Ich hab mindestens ein Buch im Bücherschrank - und auch schon mal gelesen -, das dafür viele Beispiele aufweist. Eins davon heißt "Tolkien und der Erste Weltkrieg", von John Garth.
Es wäre toll, wenn man dieses Buch hier mal im Forum gemeinsam lesen könnte. Zumal es das ja auch auf Deutsch gibt. Ich kann aber versuchen, demnächst ein paar Beispiele hier zu posten.
Ich kann derzeit aber leider nicht viel lesen täglich, und ich bin grad am "Hobbit" dran, zu dem es ja auch noch Zusatzlektüre gibt: "The History of the Hobbit" von John D. Rateliff unter anderem.
Bei Rateliff sind die textlichen Vorstufen zum "Hobbit" abgedruckt und befriedigt mein Bedürfnis, den ursprünglichen Motivationen, ein solches Buch zu schreiben, nachzuspüren.
Danach möchte ich dann zeitlich noch weiter zurückgehen, sodass ich auch das Zweite Zeitalter, so wie Tolkien es ursprünglich entwickelt hat - und warum -, irgendwie drauf habe; um die Verfilmung dann besser damit vergleichen zu können.
Na ja. Ich meinte damit die Art, wie Corona-Leugner und Maskenverweigerer argumentieren. Wenn die Zwerge in manchen Situationen alle Schuld auf Bilbo schieben wollen, dann habe ich Déjà-vus bezüglich eines politischen Forums, in dem ich täglich lese und auch schreibe.

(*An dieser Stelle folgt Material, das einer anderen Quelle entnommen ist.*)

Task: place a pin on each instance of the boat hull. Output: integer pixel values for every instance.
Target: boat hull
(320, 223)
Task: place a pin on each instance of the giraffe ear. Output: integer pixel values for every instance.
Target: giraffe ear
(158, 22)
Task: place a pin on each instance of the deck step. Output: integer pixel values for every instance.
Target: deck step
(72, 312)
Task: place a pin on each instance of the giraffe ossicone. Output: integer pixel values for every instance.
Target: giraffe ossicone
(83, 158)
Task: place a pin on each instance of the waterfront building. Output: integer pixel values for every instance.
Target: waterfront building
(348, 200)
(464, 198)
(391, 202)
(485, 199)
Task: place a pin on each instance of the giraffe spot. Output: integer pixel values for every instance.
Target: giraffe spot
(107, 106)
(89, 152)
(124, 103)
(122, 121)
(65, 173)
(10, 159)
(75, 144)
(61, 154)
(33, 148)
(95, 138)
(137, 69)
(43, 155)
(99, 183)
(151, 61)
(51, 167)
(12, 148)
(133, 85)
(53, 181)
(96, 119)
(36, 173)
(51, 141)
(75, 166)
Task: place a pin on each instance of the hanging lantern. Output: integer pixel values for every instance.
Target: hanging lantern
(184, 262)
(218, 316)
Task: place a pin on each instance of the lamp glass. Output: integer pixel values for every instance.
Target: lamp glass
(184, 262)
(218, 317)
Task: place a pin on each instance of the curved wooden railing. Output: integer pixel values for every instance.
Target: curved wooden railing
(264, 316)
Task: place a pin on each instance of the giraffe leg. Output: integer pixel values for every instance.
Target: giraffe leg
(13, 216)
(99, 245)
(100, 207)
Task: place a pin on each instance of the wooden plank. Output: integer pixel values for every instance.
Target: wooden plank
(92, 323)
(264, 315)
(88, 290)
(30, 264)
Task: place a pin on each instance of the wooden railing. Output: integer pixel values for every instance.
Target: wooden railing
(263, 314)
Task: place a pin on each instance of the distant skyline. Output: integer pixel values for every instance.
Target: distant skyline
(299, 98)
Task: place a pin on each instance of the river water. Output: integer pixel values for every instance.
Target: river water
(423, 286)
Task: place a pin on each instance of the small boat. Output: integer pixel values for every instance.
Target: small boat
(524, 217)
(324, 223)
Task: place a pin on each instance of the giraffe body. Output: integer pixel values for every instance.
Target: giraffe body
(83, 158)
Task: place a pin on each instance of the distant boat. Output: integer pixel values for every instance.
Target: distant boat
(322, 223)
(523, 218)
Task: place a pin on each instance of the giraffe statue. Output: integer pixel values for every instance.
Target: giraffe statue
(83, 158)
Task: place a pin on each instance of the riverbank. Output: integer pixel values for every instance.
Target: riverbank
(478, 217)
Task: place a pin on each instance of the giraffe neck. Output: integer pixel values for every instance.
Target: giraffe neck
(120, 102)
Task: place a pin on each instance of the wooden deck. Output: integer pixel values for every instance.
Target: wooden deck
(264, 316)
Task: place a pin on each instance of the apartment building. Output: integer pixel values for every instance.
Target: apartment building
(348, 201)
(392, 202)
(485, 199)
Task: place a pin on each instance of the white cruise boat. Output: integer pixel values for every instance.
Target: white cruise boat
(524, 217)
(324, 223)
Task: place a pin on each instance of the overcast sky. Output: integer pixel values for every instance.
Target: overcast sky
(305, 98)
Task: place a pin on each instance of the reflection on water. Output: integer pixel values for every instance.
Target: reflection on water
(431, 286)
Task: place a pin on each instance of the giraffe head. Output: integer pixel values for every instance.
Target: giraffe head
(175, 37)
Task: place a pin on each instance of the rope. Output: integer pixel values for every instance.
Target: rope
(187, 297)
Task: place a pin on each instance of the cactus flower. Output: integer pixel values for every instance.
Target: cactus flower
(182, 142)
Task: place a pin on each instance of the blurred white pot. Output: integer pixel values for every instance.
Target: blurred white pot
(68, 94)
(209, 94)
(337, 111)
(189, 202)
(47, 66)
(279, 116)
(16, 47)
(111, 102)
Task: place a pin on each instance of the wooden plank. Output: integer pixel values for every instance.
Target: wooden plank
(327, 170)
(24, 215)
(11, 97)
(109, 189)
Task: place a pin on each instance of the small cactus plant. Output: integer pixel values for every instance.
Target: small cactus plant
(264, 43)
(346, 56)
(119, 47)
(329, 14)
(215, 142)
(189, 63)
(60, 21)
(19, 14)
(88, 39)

Bloß dass die Zwerge wieder einlenken, das tun Obengenannte nicht. Dadurch zeigt Tolkien eben gleichzeitig in die Zukunft, wie man aus seinem Lügengespinst wieder rauskommen kann. Realistische Werke können das nicht so einfach, mythische hingegen schon.
Was Du ansprichst:
dass man dann doch etwas so lassen kann, wie es ist, geht eben nicht. Ich hab ähnlich gedacht wie Du, bevor ich zum Theater kam. Aber in der Praxis sieht es so aus, dass man als Regisseur dem Schauspieler sagen muss, wie er einen Satz ausspricht: mit welcher Betonung, mit welcher Tendenz.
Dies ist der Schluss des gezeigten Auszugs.